When specifying a pre-manufactured shearwall for a project, there are several factors that need to be considered, such as load values, seismic/wind requirements, wall width and height, wall placement, etc. There is also another critical factor that is often overlooked in multi-story applications — cumulative overturning.
Designers are accustomed to accounting for cumulative overturning when specifying multi-story, site-built plywood shearwalls — which is done by adding the overturning and resisting moments, and calculating tension and compression loads at each level. However, when specifying pre-manufactured shearwalls, designers typically calculate shear loads based on the building geometry and code loading requirements. A wall is then selected based on its ability to meet or exceed the required shear load using manufacturer provided allowable shear load tables.
What can get lost when considering shear capacity only is that the shearwall is not only governed by shear, but also by a combination of other limit states, including drift, tension and compression, flexure, anchor rod tension, and concrete or wood bearing stress. For single-story walls, the allowable shear given in the load tables is the lowest value of the various limit states. However, additional care must be taken in the analysis of multi-story shearwalls to account for the way the loads are distributed over the height of the building.
In multi-story structures, shear and the associated overturning forces due to seismic/wind requirements, must be carried down to the foundation by the building's lateral force resisting system. These forces are cumulative over the height of the building, and shear forces applied at the second or third levels of a structure will generate much larger base overturning moments than the same shears applied at the first story.

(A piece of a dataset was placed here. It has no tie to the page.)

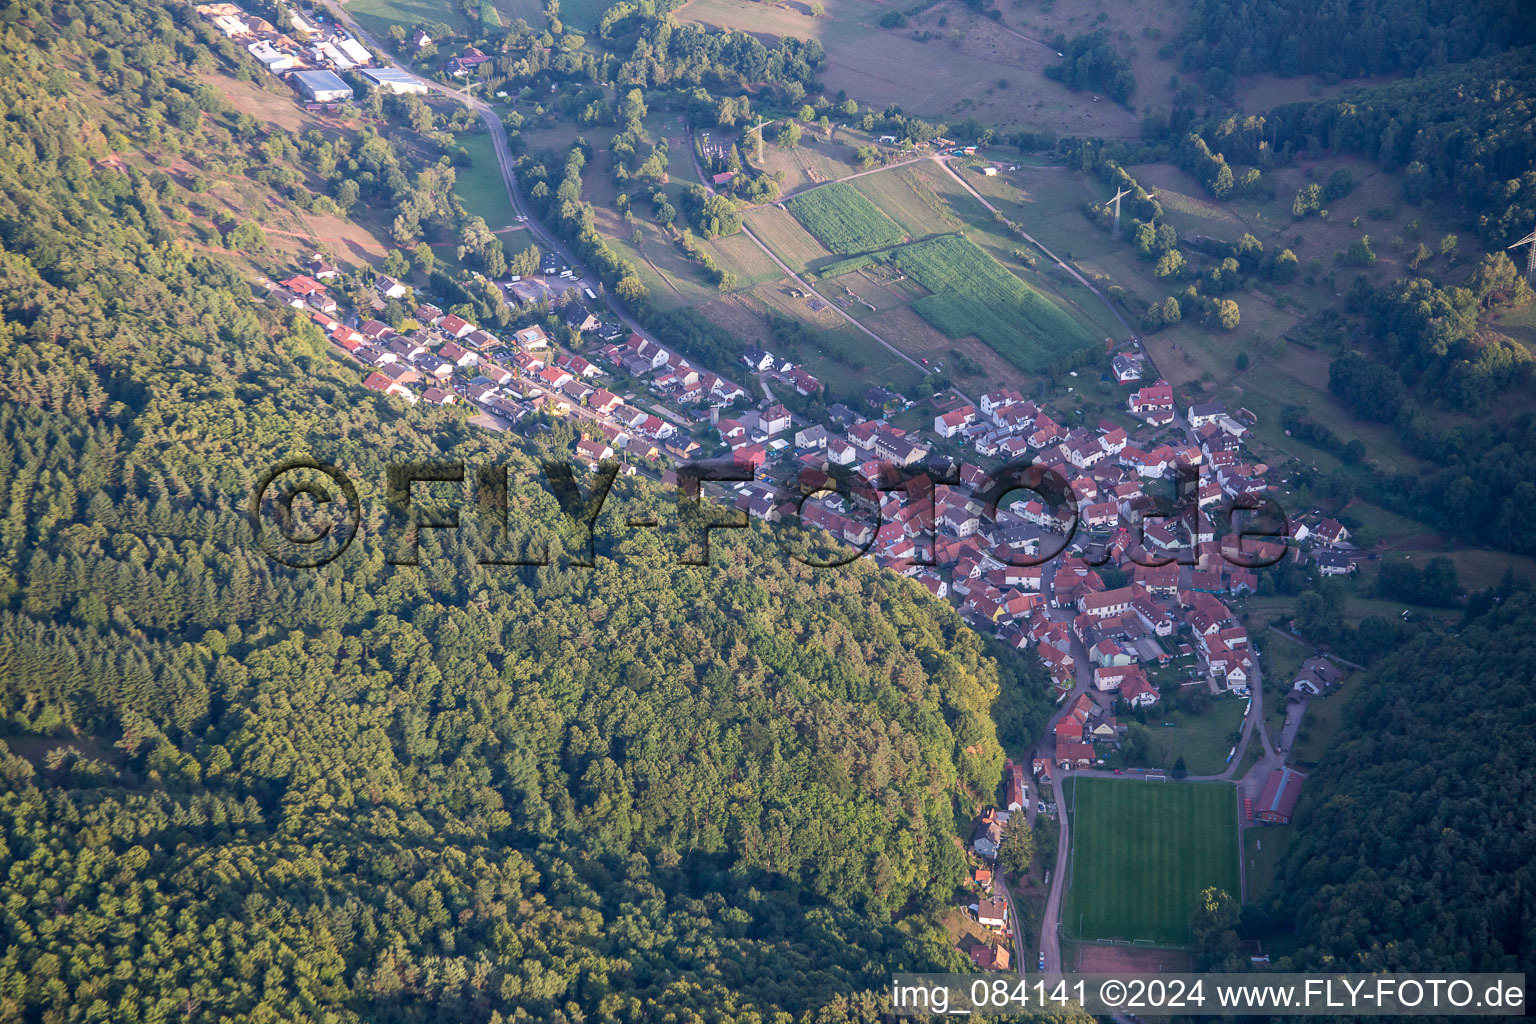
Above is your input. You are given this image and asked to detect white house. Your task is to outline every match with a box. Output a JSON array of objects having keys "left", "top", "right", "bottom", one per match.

If cumulative overturning is not considered, the design may result in forces several times higher than the capacity of the lower wall, anchor bolts and foundation anchorage.
When specifying stacked shearwall applications, it's important to consider cumulative overturning. The load values for Simpson Strong-Tie® stacked Steel Strong-Wall applications reflect the impact of cumulative overturning and thus, appear significantly different than other shearwall manufacturers.